Hace unos días, durante un intercambio telefónico con un lector, este hizo referencia a una anécdota para ilustrar el término “profesional”. Decía que un trabajador de comunales realizaba su faena cuando otro le advirtió la urgencia de ir a un despacho con su directivo y sugirió: “¡Déjalo todo como está (se refería a la basura que recogía)!”, pero aquel se negó con una sentencia: “Cuando termine. Soy un profesional en mi labor”.

En realidad tal ejemplo puede ser cuestionado o aplaudido en correspondencia con la perspectiva de cada cual. En mi caso me voy por lo segundo porque defiendo el concepto como la entrega a la tarea y la necesidad de hacerla con el máximo de eficacia y eficiencia. No se trata de una diferenciación establecida por el nivel académico, sino por la calidad de los resultados del producto elaborado o el servicio.

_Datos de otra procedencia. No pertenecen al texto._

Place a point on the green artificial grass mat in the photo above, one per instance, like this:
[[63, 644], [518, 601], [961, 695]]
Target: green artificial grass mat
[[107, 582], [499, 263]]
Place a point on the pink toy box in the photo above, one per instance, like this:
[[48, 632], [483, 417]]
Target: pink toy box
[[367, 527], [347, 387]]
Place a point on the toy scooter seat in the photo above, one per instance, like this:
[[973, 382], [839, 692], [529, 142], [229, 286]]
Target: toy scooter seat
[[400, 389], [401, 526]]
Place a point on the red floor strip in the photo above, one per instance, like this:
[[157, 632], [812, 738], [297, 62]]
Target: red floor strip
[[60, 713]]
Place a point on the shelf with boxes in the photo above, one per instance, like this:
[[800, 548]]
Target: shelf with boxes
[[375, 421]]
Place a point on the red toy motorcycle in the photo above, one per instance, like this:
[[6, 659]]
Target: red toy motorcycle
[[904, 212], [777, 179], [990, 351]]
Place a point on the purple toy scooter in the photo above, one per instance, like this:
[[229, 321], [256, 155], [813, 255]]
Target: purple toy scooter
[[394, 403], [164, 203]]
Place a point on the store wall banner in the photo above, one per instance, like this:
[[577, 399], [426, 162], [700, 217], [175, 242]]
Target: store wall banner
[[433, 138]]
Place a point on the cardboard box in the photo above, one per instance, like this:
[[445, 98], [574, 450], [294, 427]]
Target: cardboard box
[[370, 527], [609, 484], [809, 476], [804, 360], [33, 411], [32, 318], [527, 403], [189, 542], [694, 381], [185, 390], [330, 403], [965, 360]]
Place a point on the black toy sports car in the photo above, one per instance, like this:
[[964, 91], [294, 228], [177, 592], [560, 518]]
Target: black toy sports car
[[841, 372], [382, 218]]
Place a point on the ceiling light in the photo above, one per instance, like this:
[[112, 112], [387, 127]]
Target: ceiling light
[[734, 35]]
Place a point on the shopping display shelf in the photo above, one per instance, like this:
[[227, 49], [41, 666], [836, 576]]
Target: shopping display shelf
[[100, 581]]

Considero que la formación de un profesional exige, además de la vocación, la preparación y experiencia adquirida, respeto a sí mismo y los demás, especialmente disciplina, rigor en cuanto a la forma de actuar y constancia. No obstante, estas –entre otras cualidades– deben tenerse en cuenta la educación recibida, desde la cuna.

De este paradigma partirían muchas otras referencias que conforman nuestra cotidianidad para bien o en contra de lo esperado cuando nos tratan de forma indebida y en “correspondencia”, en algún momento, el error cometido por nosotros.